Por eso me dan mucha envidia las personas que son capaces de burlar al tiempo, de romper con sus corsés rígidos y paralizantes: quien tiene un hijo a los 70 años, los abuelos que ves corriendo la maratón municipal de cada año, las viejitas que se hacen el Camino de Santiago entre sonrisas y antiinflamatorios; el sesentón que se enamora de una chavala de 35; los que olvidan sus años y se pasan bailando en las fiestas del pueblo hasta las 4 de la mañana; los rebeldes que hacen cosas raras al margen de las décadas con las que tengan que cargar; las parejas mayores que tiran de autocaravana y se van recorriendo el mundo. Romper la tiranía del tiempo y de sus condiciones.

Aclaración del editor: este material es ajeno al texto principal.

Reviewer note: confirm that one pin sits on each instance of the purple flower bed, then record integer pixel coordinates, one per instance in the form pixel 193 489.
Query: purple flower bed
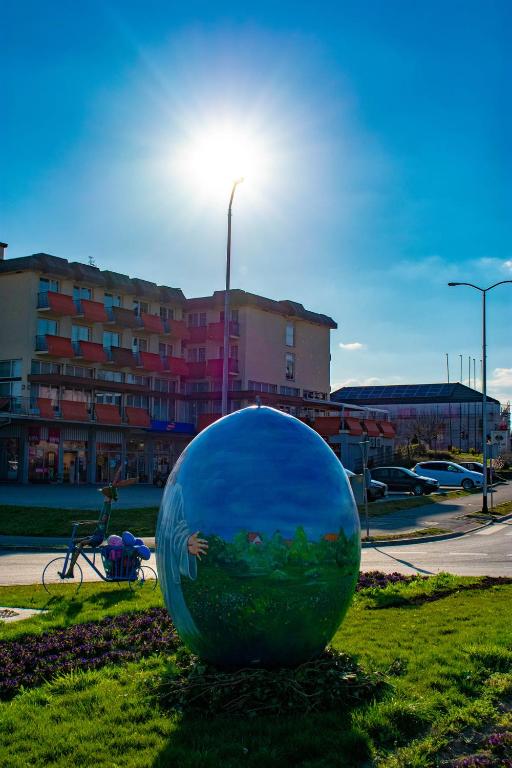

Hay que echarle huevos y más cosas pero es que esto de que “cada cosa en la vida tiene su tiempo y su momento” es muy deprimente. Y además ni siquiera tiene por qué ser verdad.
Deberíamos respetar menos al tiempo. Incluso volverlo del revés como el Señor Button de la película (“El extraño caso del señor Button, EEUU, 2008). ¿Quién no sería feliz muriendo, como él, en el medio de una gran mamada? Aunque solo fuera para dar por el saco al tiempo.